By using machine learning to analyze users’ social media and their spending with the card, NamaCard would begin to build a credit score that users can then leverage in the larger financial system. And as they build their credit score, a user can access perks from their bank, such as a better credit line or an in-app financial-education class about, say, stocks or investing. It would be a positive feedback loop, where building credit unlocks better financial education, which informs better financial action.

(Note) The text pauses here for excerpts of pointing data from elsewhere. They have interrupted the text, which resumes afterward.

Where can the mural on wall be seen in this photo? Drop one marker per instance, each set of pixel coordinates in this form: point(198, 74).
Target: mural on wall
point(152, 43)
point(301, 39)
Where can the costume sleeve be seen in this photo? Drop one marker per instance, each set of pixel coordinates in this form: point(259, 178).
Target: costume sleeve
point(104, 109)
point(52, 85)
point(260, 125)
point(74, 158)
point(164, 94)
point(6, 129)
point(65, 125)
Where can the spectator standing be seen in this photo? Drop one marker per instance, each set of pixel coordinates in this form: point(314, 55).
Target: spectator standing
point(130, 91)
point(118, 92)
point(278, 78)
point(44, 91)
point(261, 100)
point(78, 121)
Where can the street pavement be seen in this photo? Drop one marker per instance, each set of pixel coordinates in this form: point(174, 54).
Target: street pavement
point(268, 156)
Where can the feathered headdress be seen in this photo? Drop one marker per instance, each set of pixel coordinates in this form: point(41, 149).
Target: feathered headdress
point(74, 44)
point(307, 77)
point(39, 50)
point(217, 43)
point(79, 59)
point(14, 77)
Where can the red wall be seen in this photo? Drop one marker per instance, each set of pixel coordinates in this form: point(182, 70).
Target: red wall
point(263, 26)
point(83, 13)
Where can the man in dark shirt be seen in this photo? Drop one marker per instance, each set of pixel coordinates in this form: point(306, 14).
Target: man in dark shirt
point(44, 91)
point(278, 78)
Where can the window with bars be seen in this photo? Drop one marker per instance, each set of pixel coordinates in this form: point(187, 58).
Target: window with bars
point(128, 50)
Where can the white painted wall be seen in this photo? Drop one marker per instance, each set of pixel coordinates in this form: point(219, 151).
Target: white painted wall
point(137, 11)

In Mexico, Aguirre Villarreal explained, in order to receive a deposit from someone, a place has to be registered as a bank. NamaCard would partner with a bank like Banamex, which would act like a community development financial institution, lending money to local businesses like tortillerías, butcher shops, and hardware stores, from which card users could then withdraw and deposit money, making their lives easier. (These actions would be backed up by a mobile authentication process). And a fee paid by these stores that accept NamaCard would allow the stores to see customer spending trends, which could help make the businesses more targeted and efficient.
Amid learning the ins and outs of insurance and savings, credit and loans, and all the steps needed to build a financial startup — and putting that to use in the setting of a small town in Mexico — what stuck with Aguirre Villarreal the most was the hardship and exclusion faced by everyday Americans.
“I was really shocked by the situation around the world,” he said of financial exclusion and insecurity, “but I was most shocked about the situation here in the US. Being Mexican, we have always looked to the US as a successful country; I believe most people around the world have this view of the US.” The reality, he learned, was that nearly half of Americans cannot pay a sudden bill over $400.
“The class really puts you in the shoes of people who unfortunately are excluded or banned from financial systems,” he said. “You get to think about how lucky we are. That was what I most liked about the class.”